D’ALEMBERT À LAGRANGE.

À Paris, ce 9 avril 1773.

Mon cher et illustre ami, j’ai communiqué à M. de la Place les réflexions très-justes et très-sages que vous faites sur les vues qu’il a par rapport à l’Académie de Berlin, et nous profiterons de vos avis si les circonstances mettent M. de la Place dans le cas de suivre ces vues. Son admission récente à l’Académie des Sciences et quelques changements qui pourront peut-être arriver dans sa position à l’École milifaire nous le feront peut-être conserver, et je le souhaite pour notre Académie, où la Géométrie commence à s’affaiblir beaucoup. Nous venons de donner à M. de Condorcet la survivance de la place de secrétaire[1]. Il la méritait bien par les excellents Éloges qu’il vient de publier des académiciens morts avant 1699, où commencent les Éloges de Fontenelle. Vous aurez peut-être déjà reçu ces Éloges, que M. de Condorcet m’a dit vous avoir envoyés, et je crois que vous en serez content. Ils ont eu ici un succès unanime.

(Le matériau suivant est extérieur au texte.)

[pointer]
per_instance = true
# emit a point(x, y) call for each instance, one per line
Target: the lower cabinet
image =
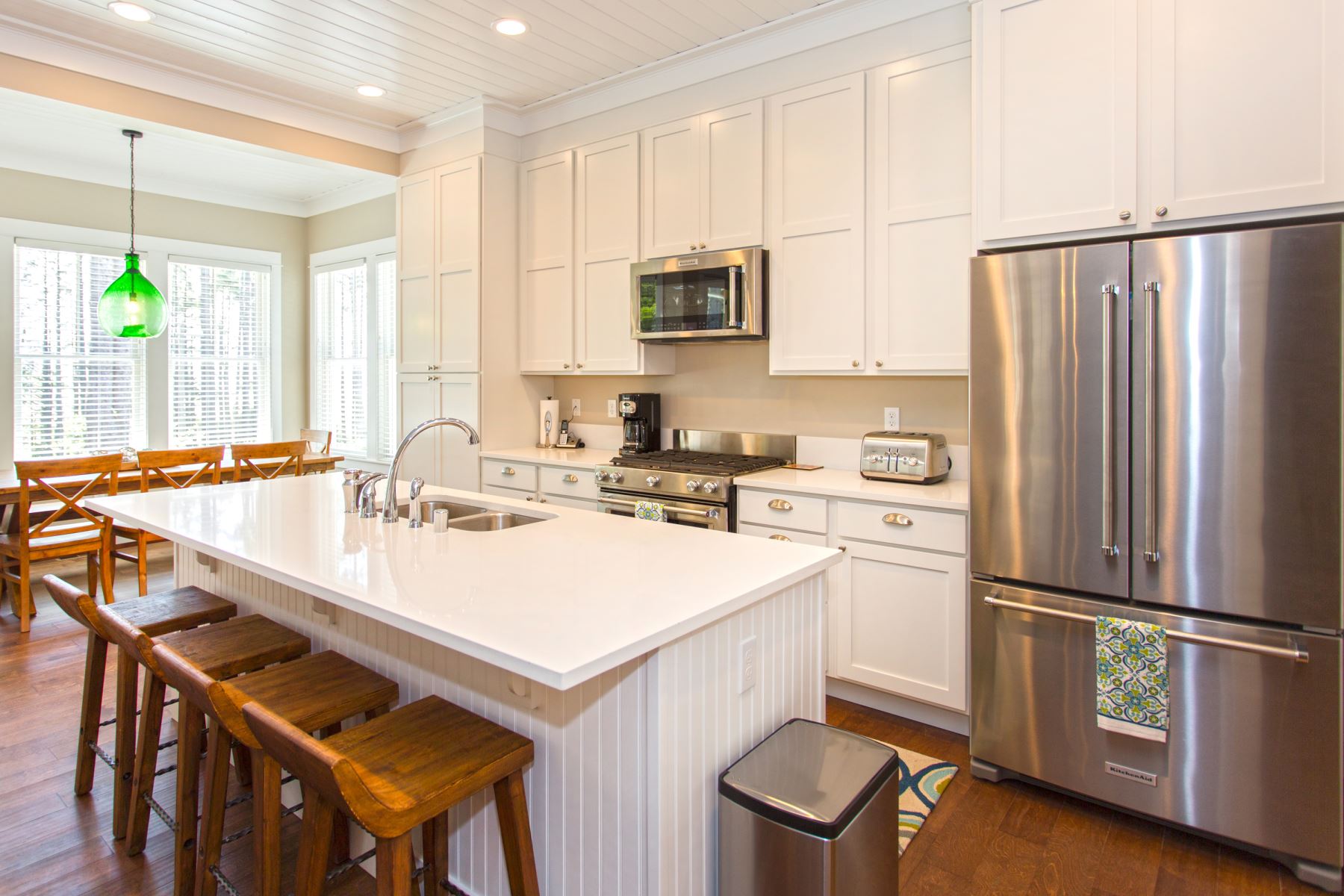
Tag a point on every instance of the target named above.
point(900, 622)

Vous aurez peut-être aussi reçu la suite et la fin du sixième Volume de mes Opuscules ; vous-n’y trouverez pas grand’chose qui mérite votre attention. J’y ai donné une manière nouvelle d’envisager le mouvement des fluides dans des vases, qui peut servir, si je ne me trompe, à expliquer les mouvements les plus irréguliers, sans avoir recours à la théorie fausse et précaire du chevalier de Borda sur ces questions. Je me propose même de développer cette théorie, sur laquelle j’ai déjà bien des matériaux ; mais je ne me mettrai pas sitôt à ce travail, ayant résolu, pour reposer ma tête, de m’abstenir au moins pendant une année de tout travail mathématique ; j’y supplée par quelques occupations littéraires, et principalement par l’histoire de l’Académie française, dont je fais la continuation et que j’ai fort avancée cet hiver. Ce travail, sans m’intéresser à beaucoup près autant que la Géométrie, met au moins dans ma vie un remplissage qui me la fait supporter.

Je voudrais savoir, mon cher ami, si la mort du roi de Sardaigne[2] et l’avènement de son successeur au trône apporteront quelque changement à votre état ; le nouveau roi entendra-t-il assez les intérêts de sa gloire pour vous rappeler dans votre patrie ? S’il vous fait des propositions, je vous conseille fort de ne les accepter que dans le cas où elles seraient convenables et avantageuses, car je vois que vous êtes heureux à Berlin, que vous y jouissez d’une fortune suffisant à vos désirs, que vous y vivez dans le repos et avec l’estime du Roi et celle du public, que vous n’y êtes point exposé à l’oeil vigilant de la superstition et de l’intolérance, et je crois que vos principes de conduite sont assez semblables aux miens, savoir que quand on est à peu près bien il faut rester comme on est, la condition humaine ne permettant pas qu’on soit bien tout à fait. Si vous apprenez quelque chose ou si vous formez quelque résolution à ce sujet, ma tendre amitié espère que vous lui en ferez part.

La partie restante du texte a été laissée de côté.